2. Complete the columns for “Expected # ” and “Actual # ” for the data set.
3. Use a formula in cell F13 that calculates the sample size.
4. Use a formula in cell G15 to calculate the chi-square test value comparing the actual and expected distribution of leading digits of invoice amounts.
5. Create a chart that compares the actual and expected frequencies for the leading digits for invoice amounts.


The Correct Answer and Explanation is :
To analyze potential disbursements fraud using Benford’s Law in Excel, follow these steps:
Steps to Implement Benford’s Law Analysis
1. Extract First Digits
- Use the formula
=VALUE(LEFT(A2,1))in a new column to extract the first digit of each invoice amount from columnA(assuming invoice amounts are in column A, starting at row 2). - Drag this formula down to analyze all rows in the dataset.
2. Calculate Expected and Actual Frequencies
- Expected Frequencies:
Use Benford’s Law probabilities for the leading digits (1 through 9):
[
P(d) = \log_{10}(1 + \frac{1}{d})
]
where (d) is the digit. Enter these probabilities in a column (e.g., B2:B10). Digit Expected % Formula 1 30.10%=LOG10(1 + 1/1)2 17.61%=LOG10(1 + 1/2)… … … - Actual Frequencies:
UseCOUNTIFto calculate occurrences for each digit:excel =COUNTIF(C:C,1) (For digit "1")
Repeat for all digits (1-9), referencing the column where first digits are extracted.
3. Sample Size
- Calculate the total sample size in cell
F13using:excel =COUNTA(C:C)
4. Chi-Square Test Value
- Compute the Chi-Square statistic in cell
G15:=SUM(((E2:E10 - D2:D10)^2) / D2:D10)E2:E10: Actual counts.D2:D10: Expected counts.
5. Create Comparison Chart
- Insert a Clustered Column Chart:
- X-axis: Digits (1-9).
- Y-axis: Frequencies (Actual vs.
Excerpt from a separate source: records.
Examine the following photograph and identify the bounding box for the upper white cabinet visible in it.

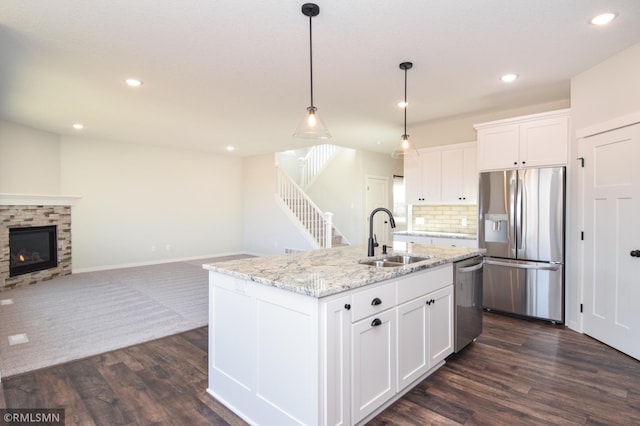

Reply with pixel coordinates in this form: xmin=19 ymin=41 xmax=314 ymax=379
xmin=404 ymin=142 xmax=478 ymax=204
xmin=473 ymin=109 xmax=569 ymax=171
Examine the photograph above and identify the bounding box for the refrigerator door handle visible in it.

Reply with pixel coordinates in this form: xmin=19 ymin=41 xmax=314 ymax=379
xmin=484 ymin=259 xmax=560 ymax=271
xmin=458 ymin=262 xmax=484 ymax=272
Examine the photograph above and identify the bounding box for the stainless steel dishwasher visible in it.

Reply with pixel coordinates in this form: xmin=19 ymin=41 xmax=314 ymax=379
xmin=453 ymin=256 xmax=483 ymax=352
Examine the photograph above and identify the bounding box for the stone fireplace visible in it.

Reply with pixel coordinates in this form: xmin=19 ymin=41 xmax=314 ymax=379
xmin=0 ymin=194 xmax=78 ymax=292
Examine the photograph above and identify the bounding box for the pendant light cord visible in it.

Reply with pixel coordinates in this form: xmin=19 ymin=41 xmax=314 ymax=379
xmin=309 ymin=15 xmax=313 ymax=108
xmin=403 ymin=68 xmax=408 ymax=136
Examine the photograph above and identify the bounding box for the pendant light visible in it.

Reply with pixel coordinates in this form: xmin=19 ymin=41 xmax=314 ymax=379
xmin=293 ymin=3 xmax=331 ymax=139
xmin=391 ymin=62 xmax=420 ymax=160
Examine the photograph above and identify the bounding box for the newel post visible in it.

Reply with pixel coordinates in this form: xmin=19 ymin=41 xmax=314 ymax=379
xmin=324 ymin=212 xmax=333 ymax=248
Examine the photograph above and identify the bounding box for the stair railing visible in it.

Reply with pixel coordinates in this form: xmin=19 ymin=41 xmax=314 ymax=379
xmin=276 ymin=166 xmax=344 ymax=248
xmin=299 ymin=144 xmax=338 ymax=188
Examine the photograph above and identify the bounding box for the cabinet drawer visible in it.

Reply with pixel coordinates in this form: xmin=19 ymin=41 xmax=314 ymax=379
xmin=398 ymin=263 xmax=453 ymax=304
xmin=351 ymin=282 xmax=396 ymax=322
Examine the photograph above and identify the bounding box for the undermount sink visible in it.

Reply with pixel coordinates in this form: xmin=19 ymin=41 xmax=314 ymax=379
xmin=358 ymin=254 xmax=434 ymax=268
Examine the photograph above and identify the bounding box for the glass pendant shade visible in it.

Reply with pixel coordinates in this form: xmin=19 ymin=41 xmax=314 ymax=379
xmin=391 ymin=134 xmax=420 ymax=160
xmin=293 ymin=3 xmax=331 ymax=139
xmin=391 ymin=62 xmax=420 ymax=160
xmin=293 ymin=106 xmax=331 ymax=139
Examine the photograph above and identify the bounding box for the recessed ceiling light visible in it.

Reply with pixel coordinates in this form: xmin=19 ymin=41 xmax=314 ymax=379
xmin=500 ymin=74 xmax=518 ymax=83
xmin=591 ymin=12 xmax=616 ymax=25
xmin=125 ymin=78 xmax=142 ymax=87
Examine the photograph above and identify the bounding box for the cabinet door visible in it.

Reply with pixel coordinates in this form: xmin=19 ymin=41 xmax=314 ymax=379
xmin=404 ymin=156 xmax=424 ymax=204
xmin=520 ymin=117 xmax=569 ymax=167
xmin=478 ymin=124 xmax=520 ymax=171
xmin=462 ymin=147 xmax=479 ymax=204
xmin=351 ymin=309 xmax=396 ymax=424
xmin=420 ymin=151 xmax=442 ymax=203
xmin=427 ymin=285 xmax=453 ymax=367
xmin=397 ymin=296 xmax=431 ymax=390
xmin=323 ymin=296 xmax=351 ymax=425
xmin=441 ymin=149 xmax=465 ymax=204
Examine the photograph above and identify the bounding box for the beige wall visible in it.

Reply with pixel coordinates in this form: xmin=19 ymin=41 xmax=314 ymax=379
xmin=565 ymin=43 xmax=640 ymax=331
xmin=571 ymin=43 xmax=640 ymax=131
xmin=0 ymin=122 xmax=243 ymax=272
xmin=0 ymin=120 xmax=60 ymax=194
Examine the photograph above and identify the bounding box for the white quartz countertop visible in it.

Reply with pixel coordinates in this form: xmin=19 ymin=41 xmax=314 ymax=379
xmin=202 ymin=243 xmax=485 ymax=298
xmin=393 ymin=231 xmax=478 ymax=240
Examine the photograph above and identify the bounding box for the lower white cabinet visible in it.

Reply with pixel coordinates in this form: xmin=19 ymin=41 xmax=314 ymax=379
xmin=351 ymin=309 xmax=396 ymax=423
xmin=207 ymin=264 xmax=453 ymax=425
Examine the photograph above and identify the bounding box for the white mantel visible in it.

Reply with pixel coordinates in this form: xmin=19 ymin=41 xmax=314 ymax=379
xmin=0 ymin=193 xmax=82 ymax=206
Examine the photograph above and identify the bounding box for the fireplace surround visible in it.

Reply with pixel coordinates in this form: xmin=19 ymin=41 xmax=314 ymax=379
xmin=0 ymin=194 xmax=80 ymax=292
xmin=9 ymin=225 xmax=58 ymax=277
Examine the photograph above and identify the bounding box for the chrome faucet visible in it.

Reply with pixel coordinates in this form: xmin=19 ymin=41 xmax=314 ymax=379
xmin=367 ymin=207 xmax=396 ymax=256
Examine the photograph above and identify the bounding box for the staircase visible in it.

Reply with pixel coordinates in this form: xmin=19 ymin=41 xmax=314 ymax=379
xmin=276 ymin=166 xmax=349 ymax=248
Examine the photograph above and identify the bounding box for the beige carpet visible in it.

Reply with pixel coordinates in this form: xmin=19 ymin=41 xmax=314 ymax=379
xmin=0 ymin=255 xmax=248 ymax=378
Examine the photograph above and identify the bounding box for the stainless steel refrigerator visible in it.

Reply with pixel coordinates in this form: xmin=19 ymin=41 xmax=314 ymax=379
xmin=478 ymin=167 xmax=566 ymax=323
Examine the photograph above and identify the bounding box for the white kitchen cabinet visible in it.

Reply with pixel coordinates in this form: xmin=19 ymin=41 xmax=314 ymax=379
xmin=404 ymin=150 xmax=442 ymax=204
xmin=404 ymin=142 xmax=478 ymax=204
xmin=440 ymin=142 xmax=478 ymax=204
xmin=427 ymin=286 xmax=453 ymax=366
xmin=207 ymin=263 xmax=453 ymax=425
xmin=474 ymin=109 xmax=569 ymax=171
xmin=397 ymin=265 xmax=453 ymax=389
xmin=323 ymin=296 xmax=351 ymax=426
xmin=351 ymin=308 xmax=397 ymax=424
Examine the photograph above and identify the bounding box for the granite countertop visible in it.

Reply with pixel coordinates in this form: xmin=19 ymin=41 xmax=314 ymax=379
xmin=393 ymin=231 xmax=478 ymax=240
xmin=202 ymin=242 xmax=485 ymax=298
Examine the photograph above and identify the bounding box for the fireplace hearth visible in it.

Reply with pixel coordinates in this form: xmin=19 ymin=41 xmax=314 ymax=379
xmin=9 ymin=226 xmax=58 ymax=277
xmin=0 ymin=198 xmax=75 ymax=293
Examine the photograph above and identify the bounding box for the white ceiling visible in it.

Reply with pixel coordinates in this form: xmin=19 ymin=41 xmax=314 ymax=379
xmin=0 ymin=0 xmax=640 ymax=156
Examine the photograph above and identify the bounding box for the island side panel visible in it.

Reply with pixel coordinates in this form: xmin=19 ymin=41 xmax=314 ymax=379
xmin=207 ymin=271 xmax=319 ymax=425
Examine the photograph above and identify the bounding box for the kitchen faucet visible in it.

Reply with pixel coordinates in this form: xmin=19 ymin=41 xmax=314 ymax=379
xmin=367 ymin=207 xmax=396 ymax=256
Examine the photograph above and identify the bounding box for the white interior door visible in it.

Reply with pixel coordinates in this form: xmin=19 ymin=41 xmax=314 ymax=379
xmin=365 ymin=176 xmax=393 ymax=247
xmin=582 ymin=124 xmax=640 ymax=359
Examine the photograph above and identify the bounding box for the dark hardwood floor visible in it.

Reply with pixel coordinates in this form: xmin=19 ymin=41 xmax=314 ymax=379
xmin=0 ymin=313 xmax=640 ymax=425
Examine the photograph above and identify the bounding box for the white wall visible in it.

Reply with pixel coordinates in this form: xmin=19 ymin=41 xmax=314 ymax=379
xmin=0 ymin=120 xmax=60 ymax=195
xmin=307 ymin=148 xmax=403 ymax=245
xmin=565 ymin=43 xmax=640 ymax=331
xmin=61 ymin=137 xmax=242 ymax=272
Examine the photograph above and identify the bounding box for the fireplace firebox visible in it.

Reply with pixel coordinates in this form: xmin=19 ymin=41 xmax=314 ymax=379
xmin=9 ymin=226 xmax=58 ymax=277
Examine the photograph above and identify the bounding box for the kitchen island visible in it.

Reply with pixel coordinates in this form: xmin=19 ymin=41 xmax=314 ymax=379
xmin=203 ymin=244 xmax=482 ymax=425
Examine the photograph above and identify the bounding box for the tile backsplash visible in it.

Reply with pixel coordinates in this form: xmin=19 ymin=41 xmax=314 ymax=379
xmin=409 ymin=204 xmax=478 ymax=234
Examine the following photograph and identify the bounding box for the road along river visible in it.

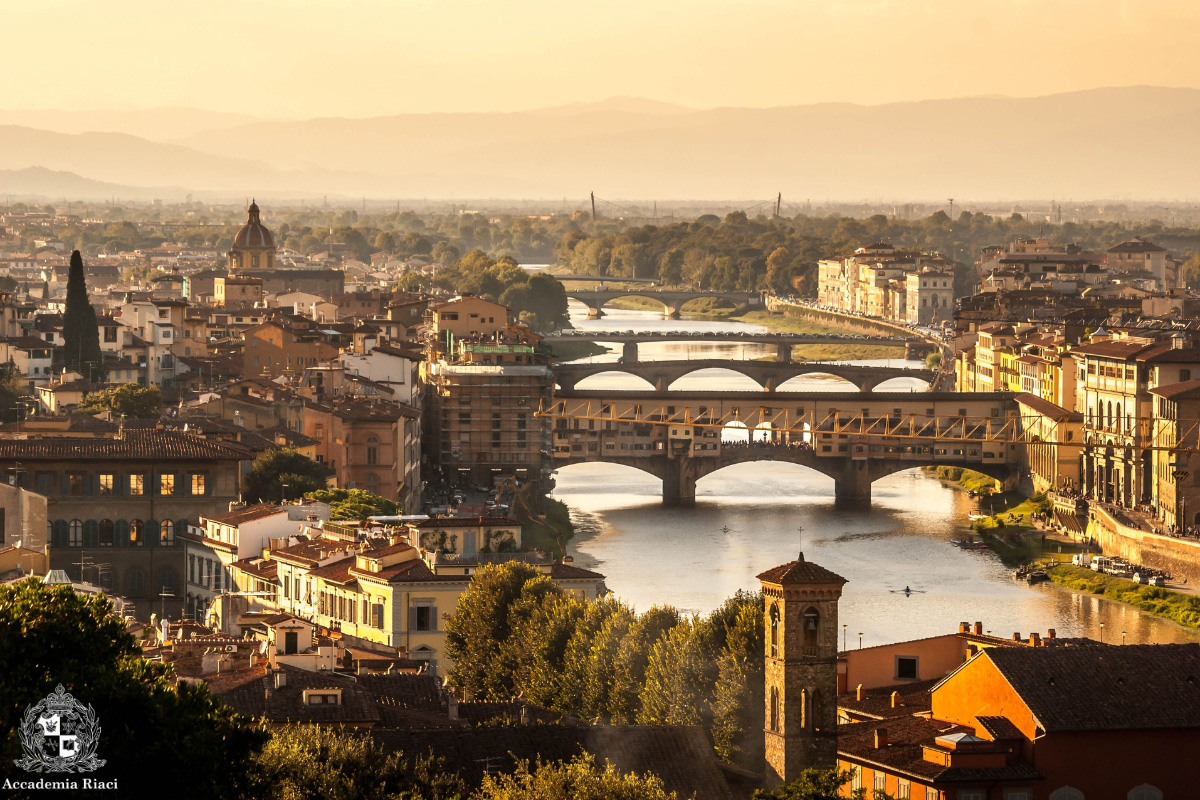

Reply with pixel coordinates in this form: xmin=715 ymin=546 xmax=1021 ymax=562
xmin=554 ymin=303 xmax=1200 ymax=646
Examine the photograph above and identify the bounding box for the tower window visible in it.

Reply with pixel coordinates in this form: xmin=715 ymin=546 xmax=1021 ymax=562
xmin=804 ymin=608 xmax=821 ymax=648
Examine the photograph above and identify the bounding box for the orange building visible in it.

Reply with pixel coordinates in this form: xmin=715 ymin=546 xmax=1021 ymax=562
xmin=838 ymin=639 xmax=1200 ymax=800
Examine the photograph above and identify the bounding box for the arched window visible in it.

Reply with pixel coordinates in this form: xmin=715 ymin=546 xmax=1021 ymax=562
xmin=1050 ymin=786 xmax=1084 ymax=800
xmin=804 ymin=606 xmax=821 ymax=648
xmin=158 ymin=566 xmax=175 ymax=595
xmin=770 ymin=603 xmax=779 ymax=658
xmin=1126 ymin=783 xmax=1163 ymax=800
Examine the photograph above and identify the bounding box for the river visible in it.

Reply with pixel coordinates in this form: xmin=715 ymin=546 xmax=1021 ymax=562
xmin=554 ymin=303 xmax=1200 ymax=646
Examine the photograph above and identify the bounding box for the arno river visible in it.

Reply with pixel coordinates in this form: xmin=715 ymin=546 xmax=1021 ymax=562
xmin=554 ymin=303 xmax=1200 ymax=648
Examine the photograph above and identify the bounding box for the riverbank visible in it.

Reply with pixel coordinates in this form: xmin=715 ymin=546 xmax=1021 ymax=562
xmin=521 ymin=498 xmax=575 ymax=557
xmin=1046 ymin=564 xmax=1200 ymax=628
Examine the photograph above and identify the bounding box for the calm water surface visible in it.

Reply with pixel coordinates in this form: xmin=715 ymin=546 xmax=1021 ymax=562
xmin=554 ymin=303 xmax=1200 ymax=646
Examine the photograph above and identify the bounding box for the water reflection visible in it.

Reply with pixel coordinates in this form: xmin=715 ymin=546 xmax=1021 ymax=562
xmin=554 ymin=304 xmax=1200 ymax=645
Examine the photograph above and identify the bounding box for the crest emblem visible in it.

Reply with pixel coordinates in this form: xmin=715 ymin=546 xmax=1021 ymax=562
xmin=13 ymin=684 xmax=104 ymax=772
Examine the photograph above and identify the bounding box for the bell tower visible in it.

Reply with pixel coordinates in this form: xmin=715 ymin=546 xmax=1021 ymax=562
xmin=758 ymin=553 xmax=846 ymax=788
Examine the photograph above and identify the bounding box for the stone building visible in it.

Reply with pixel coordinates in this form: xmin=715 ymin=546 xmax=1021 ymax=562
xmin=758 ymin=553 xmax=846 ymax=788
xmin=0 ymin=428 xmax=251 ymax=620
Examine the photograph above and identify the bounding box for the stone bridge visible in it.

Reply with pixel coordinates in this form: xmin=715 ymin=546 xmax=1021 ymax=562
xmin=566 ymin=288 xmax=762 ymax=319
xmin=554 ymin=359 xmax=934 ymax=392
xmin=542 ymin=330 xmax=936 ymax=363
xmin=539 ymin=391 xmax=1025 ymax=507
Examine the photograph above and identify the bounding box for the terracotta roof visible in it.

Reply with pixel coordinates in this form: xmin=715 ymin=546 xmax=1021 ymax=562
xmin=979 ymin=644 xmax=1200 ymax=733
xmin=0 ymin=427 xmax=248 ymax=461
xmin=200 ymin=503 xmax=287 ymax=525
xmin=838 ymin=716 xmax=1042 ymax=783
xmin=1109 ymin=239 xmax=1166 ymax=253
xmin=415 ymin=517 xmax=521 ymax=528
xmin=757 ymin=553 xmax=846 ymax=587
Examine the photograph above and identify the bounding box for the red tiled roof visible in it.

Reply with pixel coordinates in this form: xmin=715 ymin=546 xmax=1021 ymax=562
xmin=200 ymin=503 xmax=287 ymax=525
xmin=0 ymin=428 xmax=250 ymax=461
xmin=757 ymin=553 xmax=846 ymax=587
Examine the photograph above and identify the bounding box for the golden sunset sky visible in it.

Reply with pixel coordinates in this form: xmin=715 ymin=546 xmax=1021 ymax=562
xmin=9 ymin=0 xmax=1200 ymax=118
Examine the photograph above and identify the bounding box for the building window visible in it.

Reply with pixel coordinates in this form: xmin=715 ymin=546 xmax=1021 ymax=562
xmin=896 ymin=656 xmax=918 ymax=680
xmin=130 ymin=567 xmax=146 ymax=597
xmin=413 ymin=606 xmax=433 ymax=631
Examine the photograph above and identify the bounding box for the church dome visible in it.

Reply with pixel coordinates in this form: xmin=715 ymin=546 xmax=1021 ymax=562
xmin=233 ymin=201 xmax=275 ymax=249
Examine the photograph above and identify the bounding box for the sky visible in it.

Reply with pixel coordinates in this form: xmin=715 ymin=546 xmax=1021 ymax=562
xmin=7 ymin=0 xmax=1200 ymax=118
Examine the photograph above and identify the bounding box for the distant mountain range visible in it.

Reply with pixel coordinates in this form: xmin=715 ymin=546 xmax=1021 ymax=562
xmin=7 ymin=86 xmax=1200 ymax=204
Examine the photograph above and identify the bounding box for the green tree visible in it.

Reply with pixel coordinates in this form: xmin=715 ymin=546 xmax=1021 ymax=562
xmin=242 ymin=447 xmax=325 ymax=503
xmin=473 ymin=753 xmax=677 ymax=800
xmin=62 ymin=251 xmax=104 ymax=379
xmin=77 ymin=384 xmax=162 ymax=420
xmin=0 ymin=363 xmax=32 ymax=422
xmin=445 ymin=561 xmax=562 ymax=700
xmin=307 ymin=486 xmax=400 ymax=519
xmin=0 ymin=578 xmax=268 ymax=799
xmin=258 ymin=726 xmax=466 ymax=800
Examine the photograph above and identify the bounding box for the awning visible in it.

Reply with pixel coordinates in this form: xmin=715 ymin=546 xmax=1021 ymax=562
xmin=1054 ymin=509 xmax=1084 ymax=534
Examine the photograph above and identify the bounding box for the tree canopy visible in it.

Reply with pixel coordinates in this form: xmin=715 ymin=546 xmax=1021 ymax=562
xmin=0 ymin=578 xmax=268 ymax=799
xmin=258 ymin=726 xmax=466 ymax=800
xmin=445 ymin=563 xmax=763 ymax=768
xmin=242 ymin=447 xmax=325 ymax=503
xmin=61 ymin=251 xmax=104 ymax=379
xmin=473 ymin=753 xmax=677 ymax=800
xmin=76 ymin=384 xmax=162 ymax=420
xmin=307 ymin=487 xmax=400 ymax=519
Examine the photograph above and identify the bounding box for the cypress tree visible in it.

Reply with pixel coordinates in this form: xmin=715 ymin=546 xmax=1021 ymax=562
xmin=62 ymin=251 xmax=104 ymax=379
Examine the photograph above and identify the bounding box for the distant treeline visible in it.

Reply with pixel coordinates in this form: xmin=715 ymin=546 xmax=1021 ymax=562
xmin=17 ymin=205 xmax=1200 ymax=296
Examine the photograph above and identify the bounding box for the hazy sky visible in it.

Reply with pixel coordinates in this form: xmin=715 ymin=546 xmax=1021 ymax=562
xmin=9 ymin=0 xmax=1200 ymax=116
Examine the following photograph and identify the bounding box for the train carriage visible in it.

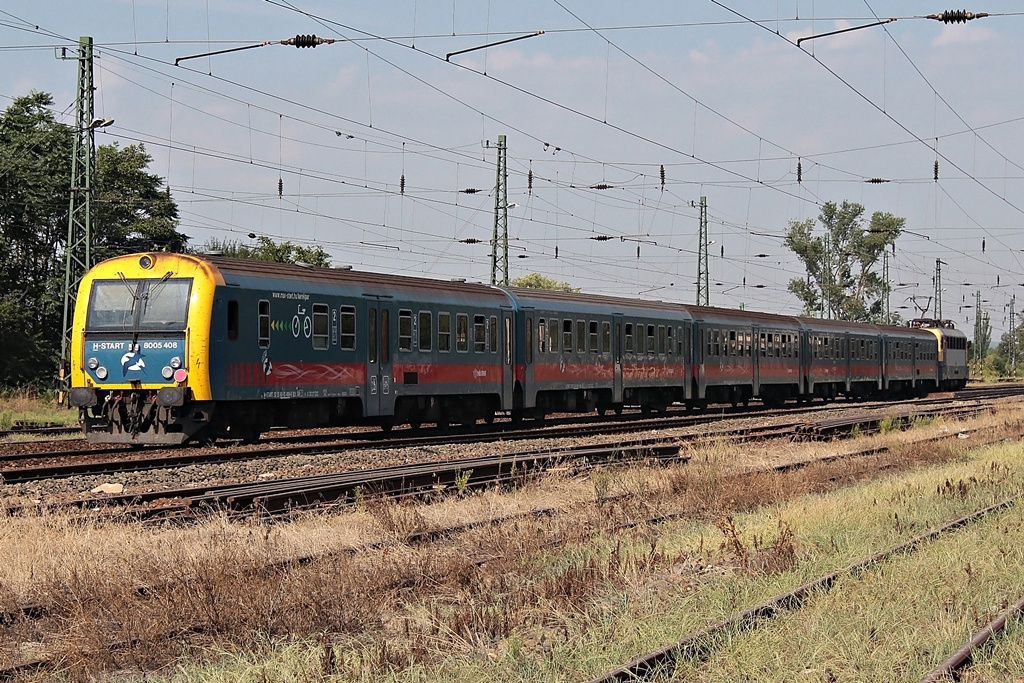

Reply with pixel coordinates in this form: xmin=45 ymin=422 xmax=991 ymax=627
xmin=509 ymin=288 xmax=690 ymax=414
xmin=908 ymin=318 xmax=970 ymax=391
xmin=71 ymin=253 xmax=513 ymax=443
xmin=686 ymin=306 xmax=802 ymax=405
xmin=800 ymin=317 xmax=883 ymax=399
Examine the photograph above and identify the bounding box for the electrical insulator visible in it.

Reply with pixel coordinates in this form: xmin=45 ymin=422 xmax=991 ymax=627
xmin=281 ymin=34 xmax=334 ymax=47
xmin=925 ymin=9 xmax=988 ymax=24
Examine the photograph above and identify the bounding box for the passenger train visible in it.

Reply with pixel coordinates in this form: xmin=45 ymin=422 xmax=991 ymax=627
xmin=70 ymin=252 xmax=968 ymax=444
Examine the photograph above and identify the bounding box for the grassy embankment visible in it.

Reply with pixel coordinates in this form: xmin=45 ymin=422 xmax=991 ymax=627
xmin=0 ymin=414 xmax=1024 ymax=683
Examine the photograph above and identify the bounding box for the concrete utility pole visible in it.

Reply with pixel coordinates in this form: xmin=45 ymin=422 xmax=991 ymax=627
xmin=490 ymin=135 xmax=509 ymax=285
xmin=57 ymin=36 xmax=98 ymax=403
xmin=697 ymin=197 xmax=711 ymax=306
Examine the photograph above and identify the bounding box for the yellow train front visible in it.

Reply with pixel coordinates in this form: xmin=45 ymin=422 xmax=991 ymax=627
xmin=70 ymin=253 xmax=224 ymax=444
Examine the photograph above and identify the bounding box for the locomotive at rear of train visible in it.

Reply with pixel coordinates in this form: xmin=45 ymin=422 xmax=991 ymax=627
xmin=70 ymin=253 xmax=967 ymax=444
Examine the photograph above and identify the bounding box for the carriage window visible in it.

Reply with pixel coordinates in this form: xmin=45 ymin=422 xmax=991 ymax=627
xmin=420 ymin=310 xmax=434 ymax=351
xmin=437 ymin=313 xmax=452 ymax=353
xmin=398 ymin=310 xmax=413 ymax=351
xmin=313 ymin=303 xmax=331 ymax=351
xmin=367 ymin=308 xmax=377 ymax=372
xmin=227 ymin=300 xmax=239 ymax=341
xmin=338 ymin=306 xmax=355 ymax=351
xmin=528 ymin=317 xmax=544 ymax=364
xmin=259 ymin=299 xmax=270 ymax=348
xmin=455 ymin=313 xmax=469 ymax=353
xmin=473 ymin=315 xmax=487 ymax=353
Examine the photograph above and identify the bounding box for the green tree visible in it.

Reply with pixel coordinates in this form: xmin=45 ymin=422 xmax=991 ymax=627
xmin=0 ymin=92 xmax=73 ymax=387
xmin=0 ymin=92 xmax=188 ymax=388
xmin=785 ymin=202 xmax=906 ymax=323
xmin=197 ymin=234 xmax=331 ymax=268
xmin=510 ymin=272 xmax=580 ymax=293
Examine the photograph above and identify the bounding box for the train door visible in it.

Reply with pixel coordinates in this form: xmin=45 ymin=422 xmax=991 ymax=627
xmin=751 ymin=325 xmax=761 ymax=396
xmin=611 ymin=313 xmax=623 ymax=405
xmin=365 ymin=300 xmax=394 ymax=417
xmin=502 ymin=309 xmax=516 ymax=411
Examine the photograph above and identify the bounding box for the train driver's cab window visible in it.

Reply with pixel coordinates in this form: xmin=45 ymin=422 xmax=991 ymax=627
xmin=455 ymin=313 xmax=469 ymax=353
xmin=227 ymin=299 xmax=239 ymax=341
xmin=398 ymin=309 xmax=413 ymax=351
xmin=313 ymin=303 xmax=331 ymax=351
xmin=419 ymin=310 xmax=434 ymax=351
xmin=258 ymin=299 xmax=270 ymax=348
xmin=338 ymin=306 xmax=355 ymax=351
xmin=437 ymin=313 xmax=452 ymax=353
xmin=473 ymin=315 xmax=487 ymax=353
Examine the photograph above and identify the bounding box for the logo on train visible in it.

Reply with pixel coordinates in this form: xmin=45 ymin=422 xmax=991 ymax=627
xmin=121 ymin=351 xmax=145 ymax=377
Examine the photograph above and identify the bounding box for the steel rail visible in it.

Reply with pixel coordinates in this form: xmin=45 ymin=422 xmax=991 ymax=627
xmin=921 ymin=599 xmax=1024 ymax=683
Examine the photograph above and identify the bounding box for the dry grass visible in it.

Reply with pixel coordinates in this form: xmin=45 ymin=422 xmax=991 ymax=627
xmin=0 ymin=405 xmax=1020 ymax=681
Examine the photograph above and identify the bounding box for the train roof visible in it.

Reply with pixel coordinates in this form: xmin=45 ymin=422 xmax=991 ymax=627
xmin=502 ymin=287 xmax=689 ymax=318
xmin=197 ymin=255 xmax=509 ymax=303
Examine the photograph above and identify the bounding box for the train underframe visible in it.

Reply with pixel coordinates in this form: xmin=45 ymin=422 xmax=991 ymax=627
xmin=81 ymin=380 xmax=945 ymax=445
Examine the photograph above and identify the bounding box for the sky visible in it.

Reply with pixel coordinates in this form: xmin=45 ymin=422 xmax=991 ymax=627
xmin=0 ymin=0 xmax=1024 ymax=340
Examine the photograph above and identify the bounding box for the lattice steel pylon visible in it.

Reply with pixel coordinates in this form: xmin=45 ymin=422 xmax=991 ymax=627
xmin=57 ymin=36 xmax=96 ymax=403
xmin=697 ymin=197 xmax=711 ymax=306
xmin=490 ymin=135 xmax=509 ymax=286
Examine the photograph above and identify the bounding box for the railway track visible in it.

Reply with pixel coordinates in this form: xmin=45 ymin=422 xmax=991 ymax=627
xmin=0 ymin=423 xmax=1007 ymax=680
xmin=589 ymin=494 xmax=1024 ymax=683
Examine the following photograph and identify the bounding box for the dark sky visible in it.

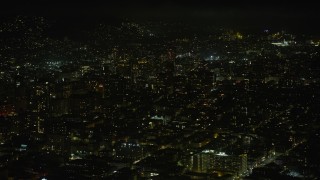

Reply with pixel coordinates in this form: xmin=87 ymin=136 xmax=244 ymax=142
xmin=0 ymin=0 xmax=320 ymax=31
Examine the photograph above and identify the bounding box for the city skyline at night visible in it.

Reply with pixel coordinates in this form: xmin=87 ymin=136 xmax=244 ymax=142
xmin=0 ymin=0 xmax=320 ymax=180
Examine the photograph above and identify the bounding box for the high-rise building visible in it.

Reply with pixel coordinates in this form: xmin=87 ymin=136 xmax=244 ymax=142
xmin=189 ymin=150 xmax=247 ymax=174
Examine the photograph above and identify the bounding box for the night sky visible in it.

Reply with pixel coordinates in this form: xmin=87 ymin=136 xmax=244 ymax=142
xmin=0 ymin=0 xmax=320 ymax=33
Expected).
Key Observations and Interpretation
- Expected Distribution: Benford’s Law predicts a non-linear distribution, with the first digit “1” being the most common (30.10%).
- Deviation Analysis: Significant deviations between actual and expected values indicate irregularities, suggesting possible fraud.
- Chi-Square Test: If the computed value exceeds the critical chi-square threshold for (df=8) (degrees of freedom), the data may not conform to Benford’s Law, warranting further investigation.
This analysis uses statistical principles to identify anomalies, a powerful tool for auditors and fraud investigators. Ensure your chart visually highlights discrepancies for clarity. Would you like assistance creating the formulas in an Excel file?